Randy Hirokawa speaking to group.
Randy Hirokawa, a champion of UH Hilo Vulcan sports activities, communicates to a group. (Courtesy photo)

Editor’s note: This profile was originally published on Oct. 10, 2013, and updated on April 17, 2018.

Randy Hirokawa
Randy Hirokawa

Randy Hirokawa is a professor of communication and director of the Health Professions Student Center at the University of Hawaiʻi at Hilo. He is an active researcher in the area of small group communication and group decision-making effectiveness.

Hirokawa’s scholarship has contributed to the development of a theory called the “functional perspective,” identified as one of the three most influential theories of small group communication (see, e.g., Cragan & Shields, 1998; Griffin, 2003; Littlejohn, 2002; Miller, 2002). This theory accounts for group decision-making performance in terms of the role that group communication plays in facilitating or impeding the group’s efforts to perform crucial cognitive and interpersonal decision-making functions.

“My research has enhanced our understanding of why groups of intelligent, well-intentioned people often make regrettable decisions,” he says.

Hirokawa has found that groups often talk themselves into bad decisions because their discussions result in one or more of the following errors: (1) the group fails to properly or correctly understand the problem or issue they are dealing with, (2) they utilize inappropriate criteria in evaluating their options or choices, (3) they overestimate the positive outcomes or results of the choice they make, and/or (4) they underestimate or fail to recognize the negative consequences of the choice they make. Groups that commit one of more of these errors in their decision-making or problem-solving process are much more likely to make decisions that result in post-decisional regret.

Hirokawa says the most surprising finding of his research is that although people rely heavily on groups to make important decisions in virtually all aspects of society, two or more heads are not necessarily better than one.

“Groups do not necessarily produce better decisions than a single decision-maker and, in fact, they sometimes make far worse ones,” he explains. “I always remind folks that groups are not magic bullets for making good decisions.”

Hirokawa says bad group decision-making or problem-solving is preventable. He says if people working in groups are properly trained, if they receive proper instructions on how to avoid the pitfalls and errors that result in bad decisions, they can greatly enhance their ability of making good, sound, effective choices.

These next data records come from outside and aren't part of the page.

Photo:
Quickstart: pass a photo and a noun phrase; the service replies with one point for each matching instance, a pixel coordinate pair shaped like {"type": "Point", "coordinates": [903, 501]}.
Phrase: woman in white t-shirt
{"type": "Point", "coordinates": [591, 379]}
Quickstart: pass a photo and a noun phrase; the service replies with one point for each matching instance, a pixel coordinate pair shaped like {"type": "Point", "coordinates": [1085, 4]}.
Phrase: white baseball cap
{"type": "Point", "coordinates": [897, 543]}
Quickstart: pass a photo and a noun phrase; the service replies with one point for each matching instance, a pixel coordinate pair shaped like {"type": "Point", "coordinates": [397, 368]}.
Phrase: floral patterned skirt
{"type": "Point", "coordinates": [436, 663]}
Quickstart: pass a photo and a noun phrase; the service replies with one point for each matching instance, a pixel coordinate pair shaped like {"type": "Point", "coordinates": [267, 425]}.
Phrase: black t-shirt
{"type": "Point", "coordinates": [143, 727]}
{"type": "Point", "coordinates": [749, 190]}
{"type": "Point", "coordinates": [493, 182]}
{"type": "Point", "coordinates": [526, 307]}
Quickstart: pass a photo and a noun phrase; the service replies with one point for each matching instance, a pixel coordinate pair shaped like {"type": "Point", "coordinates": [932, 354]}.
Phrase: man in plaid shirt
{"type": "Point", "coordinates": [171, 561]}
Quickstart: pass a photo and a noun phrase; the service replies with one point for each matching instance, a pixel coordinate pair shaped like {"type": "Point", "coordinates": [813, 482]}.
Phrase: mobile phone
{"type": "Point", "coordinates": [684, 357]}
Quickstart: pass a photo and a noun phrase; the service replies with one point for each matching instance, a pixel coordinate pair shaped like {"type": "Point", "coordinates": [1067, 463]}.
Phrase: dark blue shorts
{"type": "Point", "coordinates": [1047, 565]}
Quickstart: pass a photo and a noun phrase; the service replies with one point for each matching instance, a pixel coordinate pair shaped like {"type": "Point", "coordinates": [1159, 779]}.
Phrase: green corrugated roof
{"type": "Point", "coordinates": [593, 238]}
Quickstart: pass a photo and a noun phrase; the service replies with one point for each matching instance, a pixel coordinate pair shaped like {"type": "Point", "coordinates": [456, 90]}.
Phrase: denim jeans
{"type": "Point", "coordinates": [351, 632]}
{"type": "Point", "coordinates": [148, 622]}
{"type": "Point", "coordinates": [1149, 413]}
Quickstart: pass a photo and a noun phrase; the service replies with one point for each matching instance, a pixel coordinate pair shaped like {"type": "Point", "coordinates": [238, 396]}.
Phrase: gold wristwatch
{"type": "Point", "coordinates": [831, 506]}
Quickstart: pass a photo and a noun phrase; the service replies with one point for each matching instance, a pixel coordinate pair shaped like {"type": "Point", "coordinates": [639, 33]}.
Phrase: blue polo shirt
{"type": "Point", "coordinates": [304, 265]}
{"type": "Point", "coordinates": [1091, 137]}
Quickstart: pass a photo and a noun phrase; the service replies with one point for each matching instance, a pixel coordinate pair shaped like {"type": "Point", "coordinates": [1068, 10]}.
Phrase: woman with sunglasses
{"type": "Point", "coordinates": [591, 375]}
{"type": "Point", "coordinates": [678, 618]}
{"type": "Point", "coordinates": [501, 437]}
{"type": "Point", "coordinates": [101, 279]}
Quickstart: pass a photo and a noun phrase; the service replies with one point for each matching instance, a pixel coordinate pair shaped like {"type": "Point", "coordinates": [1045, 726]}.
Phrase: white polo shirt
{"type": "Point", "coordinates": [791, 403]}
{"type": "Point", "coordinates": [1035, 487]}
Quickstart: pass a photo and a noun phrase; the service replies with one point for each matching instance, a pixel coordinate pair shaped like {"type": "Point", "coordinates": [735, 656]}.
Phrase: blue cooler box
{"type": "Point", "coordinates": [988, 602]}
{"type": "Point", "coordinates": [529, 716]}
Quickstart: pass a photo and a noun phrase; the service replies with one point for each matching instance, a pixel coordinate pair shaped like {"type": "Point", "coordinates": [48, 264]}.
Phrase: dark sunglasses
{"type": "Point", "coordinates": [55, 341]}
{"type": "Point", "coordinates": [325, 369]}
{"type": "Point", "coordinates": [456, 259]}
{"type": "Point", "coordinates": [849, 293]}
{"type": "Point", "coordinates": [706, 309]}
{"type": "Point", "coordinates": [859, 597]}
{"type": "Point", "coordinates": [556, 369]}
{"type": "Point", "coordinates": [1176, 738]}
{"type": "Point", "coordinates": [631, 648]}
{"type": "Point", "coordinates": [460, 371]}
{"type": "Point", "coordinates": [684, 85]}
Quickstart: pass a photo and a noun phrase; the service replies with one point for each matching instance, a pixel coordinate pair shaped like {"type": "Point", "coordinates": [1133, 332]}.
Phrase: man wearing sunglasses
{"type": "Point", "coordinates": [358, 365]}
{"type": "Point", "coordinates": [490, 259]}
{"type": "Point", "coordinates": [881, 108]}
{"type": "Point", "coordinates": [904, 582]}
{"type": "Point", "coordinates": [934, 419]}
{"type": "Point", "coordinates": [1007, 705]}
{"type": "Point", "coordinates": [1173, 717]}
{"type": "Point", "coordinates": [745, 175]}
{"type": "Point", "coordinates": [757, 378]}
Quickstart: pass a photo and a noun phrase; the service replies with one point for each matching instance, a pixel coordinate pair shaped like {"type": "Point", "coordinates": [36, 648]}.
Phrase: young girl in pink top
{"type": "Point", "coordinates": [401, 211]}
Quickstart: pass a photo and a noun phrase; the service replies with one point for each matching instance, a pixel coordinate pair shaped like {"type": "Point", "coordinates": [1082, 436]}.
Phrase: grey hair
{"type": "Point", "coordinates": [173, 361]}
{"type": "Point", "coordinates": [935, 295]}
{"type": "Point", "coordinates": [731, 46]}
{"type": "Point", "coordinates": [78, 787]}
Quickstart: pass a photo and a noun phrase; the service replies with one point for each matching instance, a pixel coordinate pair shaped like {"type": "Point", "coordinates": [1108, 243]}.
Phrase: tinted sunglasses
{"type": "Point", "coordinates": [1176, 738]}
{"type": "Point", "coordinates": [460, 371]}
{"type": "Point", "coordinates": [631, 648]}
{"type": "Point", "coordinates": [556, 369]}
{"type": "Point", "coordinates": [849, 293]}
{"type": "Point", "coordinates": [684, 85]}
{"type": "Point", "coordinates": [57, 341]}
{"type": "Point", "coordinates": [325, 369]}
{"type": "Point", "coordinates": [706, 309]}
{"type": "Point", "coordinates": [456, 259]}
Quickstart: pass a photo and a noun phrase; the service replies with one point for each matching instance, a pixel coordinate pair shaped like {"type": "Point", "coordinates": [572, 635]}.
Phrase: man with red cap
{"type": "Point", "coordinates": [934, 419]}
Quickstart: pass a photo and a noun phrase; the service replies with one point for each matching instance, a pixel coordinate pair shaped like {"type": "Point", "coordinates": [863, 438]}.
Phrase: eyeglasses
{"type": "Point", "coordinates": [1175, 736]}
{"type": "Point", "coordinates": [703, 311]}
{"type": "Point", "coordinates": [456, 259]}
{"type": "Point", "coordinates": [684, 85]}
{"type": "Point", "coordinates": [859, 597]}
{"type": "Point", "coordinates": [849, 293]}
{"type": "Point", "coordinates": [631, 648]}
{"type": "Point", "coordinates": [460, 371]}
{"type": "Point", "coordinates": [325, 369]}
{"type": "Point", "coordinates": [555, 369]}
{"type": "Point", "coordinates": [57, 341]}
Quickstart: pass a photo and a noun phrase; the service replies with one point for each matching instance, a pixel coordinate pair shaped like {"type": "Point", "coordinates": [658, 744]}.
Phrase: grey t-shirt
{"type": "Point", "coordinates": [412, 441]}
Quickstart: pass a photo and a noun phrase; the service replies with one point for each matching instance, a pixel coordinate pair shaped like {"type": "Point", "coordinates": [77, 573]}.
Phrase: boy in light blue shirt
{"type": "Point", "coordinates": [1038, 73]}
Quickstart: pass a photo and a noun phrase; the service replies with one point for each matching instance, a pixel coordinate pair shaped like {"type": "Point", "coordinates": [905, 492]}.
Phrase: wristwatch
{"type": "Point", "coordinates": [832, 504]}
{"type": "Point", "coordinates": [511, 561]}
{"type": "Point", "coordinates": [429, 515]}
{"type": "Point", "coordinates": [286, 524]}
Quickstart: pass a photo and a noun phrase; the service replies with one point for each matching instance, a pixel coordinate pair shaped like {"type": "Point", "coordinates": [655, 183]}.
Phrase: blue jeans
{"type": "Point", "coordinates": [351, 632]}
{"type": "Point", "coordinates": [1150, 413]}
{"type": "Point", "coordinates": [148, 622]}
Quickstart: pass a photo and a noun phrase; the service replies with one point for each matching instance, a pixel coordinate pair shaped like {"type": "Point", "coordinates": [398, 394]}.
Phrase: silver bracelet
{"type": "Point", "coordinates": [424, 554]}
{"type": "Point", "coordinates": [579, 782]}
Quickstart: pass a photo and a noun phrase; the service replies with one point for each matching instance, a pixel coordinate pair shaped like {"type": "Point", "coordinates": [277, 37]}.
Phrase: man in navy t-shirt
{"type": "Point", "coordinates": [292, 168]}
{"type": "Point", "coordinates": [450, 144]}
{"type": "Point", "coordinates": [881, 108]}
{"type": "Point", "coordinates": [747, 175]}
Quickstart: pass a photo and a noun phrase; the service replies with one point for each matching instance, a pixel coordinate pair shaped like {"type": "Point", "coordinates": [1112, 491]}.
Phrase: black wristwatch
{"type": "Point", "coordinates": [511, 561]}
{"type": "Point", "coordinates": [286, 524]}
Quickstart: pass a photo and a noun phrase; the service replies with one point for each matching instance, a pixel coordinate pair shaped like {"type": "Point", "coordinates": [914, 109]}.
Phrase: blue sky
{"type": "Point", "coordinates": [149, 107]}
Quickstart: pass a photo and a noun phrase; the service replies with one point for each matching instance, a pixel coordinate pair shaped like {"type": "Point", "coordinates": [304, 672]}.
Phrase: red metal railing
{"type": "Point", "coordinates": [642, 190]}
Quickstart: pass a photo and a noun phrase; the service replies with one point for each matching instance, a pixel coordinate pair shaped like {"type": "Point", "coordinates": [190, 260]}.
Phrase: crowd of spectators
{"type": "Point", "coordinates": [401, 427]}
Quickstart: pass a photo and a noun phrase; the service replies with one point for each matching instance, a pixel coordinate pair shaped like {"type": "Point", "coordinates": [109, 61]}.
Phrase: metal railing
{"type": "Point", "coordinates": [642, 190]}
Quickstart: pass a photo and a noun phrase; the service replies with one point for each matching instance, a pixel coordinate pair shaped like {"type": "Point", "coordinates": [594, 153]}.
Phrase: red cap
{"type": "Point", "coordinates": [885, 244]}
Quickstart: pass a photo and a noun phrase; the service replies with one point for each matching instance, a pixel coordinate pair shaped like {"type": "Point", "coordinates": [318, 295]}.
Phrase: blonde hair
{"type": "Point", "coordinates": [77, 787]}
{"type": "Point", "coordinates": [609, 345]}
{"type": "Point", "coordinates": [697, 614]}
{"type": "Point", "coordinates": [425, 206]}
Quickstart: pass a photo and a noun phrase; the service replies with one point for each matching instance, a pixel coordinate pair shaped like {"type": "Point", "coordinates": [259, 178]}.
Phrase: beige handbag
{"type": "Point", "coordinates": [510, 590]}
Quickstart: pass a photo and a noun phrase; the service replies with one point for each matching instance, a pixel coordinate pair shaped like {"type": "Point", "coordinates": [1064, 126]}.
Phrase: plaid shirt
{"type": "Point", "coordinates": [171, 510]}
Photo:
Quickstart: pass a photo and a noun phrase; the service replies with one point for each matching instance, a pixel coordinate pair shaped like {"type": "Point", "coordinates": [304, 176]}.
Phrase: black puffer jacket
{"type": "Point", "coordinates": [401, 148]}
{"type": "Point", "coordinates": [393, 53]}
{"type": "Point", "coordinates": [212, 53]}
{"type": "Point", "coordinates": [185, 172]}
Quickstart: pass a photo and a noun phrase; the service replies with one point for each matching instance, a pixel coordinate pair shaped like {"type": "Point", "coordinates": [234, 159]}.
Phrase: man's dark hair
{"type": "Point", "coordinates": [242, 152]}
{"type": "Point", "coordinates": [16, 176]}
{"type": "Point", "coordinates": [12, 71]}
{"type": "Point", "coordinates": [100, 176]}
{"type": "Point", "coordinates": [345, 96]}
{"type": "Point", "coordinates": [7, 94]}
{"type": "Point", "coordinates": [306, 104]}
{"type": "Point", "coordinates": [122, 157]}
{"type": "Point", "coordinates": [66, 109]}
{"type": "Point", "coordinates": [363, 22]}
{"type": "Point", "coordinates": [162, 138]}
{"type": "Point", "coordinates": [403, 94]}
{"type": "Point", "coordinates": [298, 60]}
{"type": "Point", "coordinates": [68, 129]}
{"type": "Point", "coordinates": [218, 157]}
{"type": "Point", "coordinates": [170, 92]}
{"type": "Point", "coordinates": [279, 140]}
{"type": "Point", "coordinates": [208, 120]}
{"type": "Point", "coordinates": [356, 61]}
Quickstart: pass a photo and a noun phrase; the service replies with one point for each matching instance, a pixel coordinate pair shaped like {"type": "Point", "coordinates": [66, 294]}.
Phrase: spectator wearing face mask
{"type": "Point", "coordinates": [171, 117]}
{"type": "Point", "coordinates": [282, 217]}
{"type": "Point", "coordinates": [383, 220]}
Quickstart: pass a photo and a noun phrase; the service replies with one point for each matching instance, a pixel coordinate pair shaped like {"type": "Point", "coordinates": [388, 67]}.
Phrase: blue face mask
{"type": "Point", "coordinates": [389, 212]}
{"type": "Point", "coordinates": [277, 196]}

“There is a truism that knowledge is power,” he says. “Nowhere is this truism more evident than in the context of group decision-making. The more groups are trained to work well together and engage in vigilant decision-making, the more likely they are to consistently make good choices that benefit our community and society.”

Hirokawa is former dean of the UH Hilo College of Arts and Sciences (2005-2016). When serving as dean, he worked with UH Hilo’s School of Nursing faculty to study healthcare teams to identify the communication behaviors in healthcare teams that contribute to good decisions in life-or-death crisis situations to minimize patient mortality.


Professor Hirokawa received his master of arts in speech communication and his doctor of philosophy in speech communication from the University of Washington.

 By Susan Enright, public information specialist, Office of the Chancellor.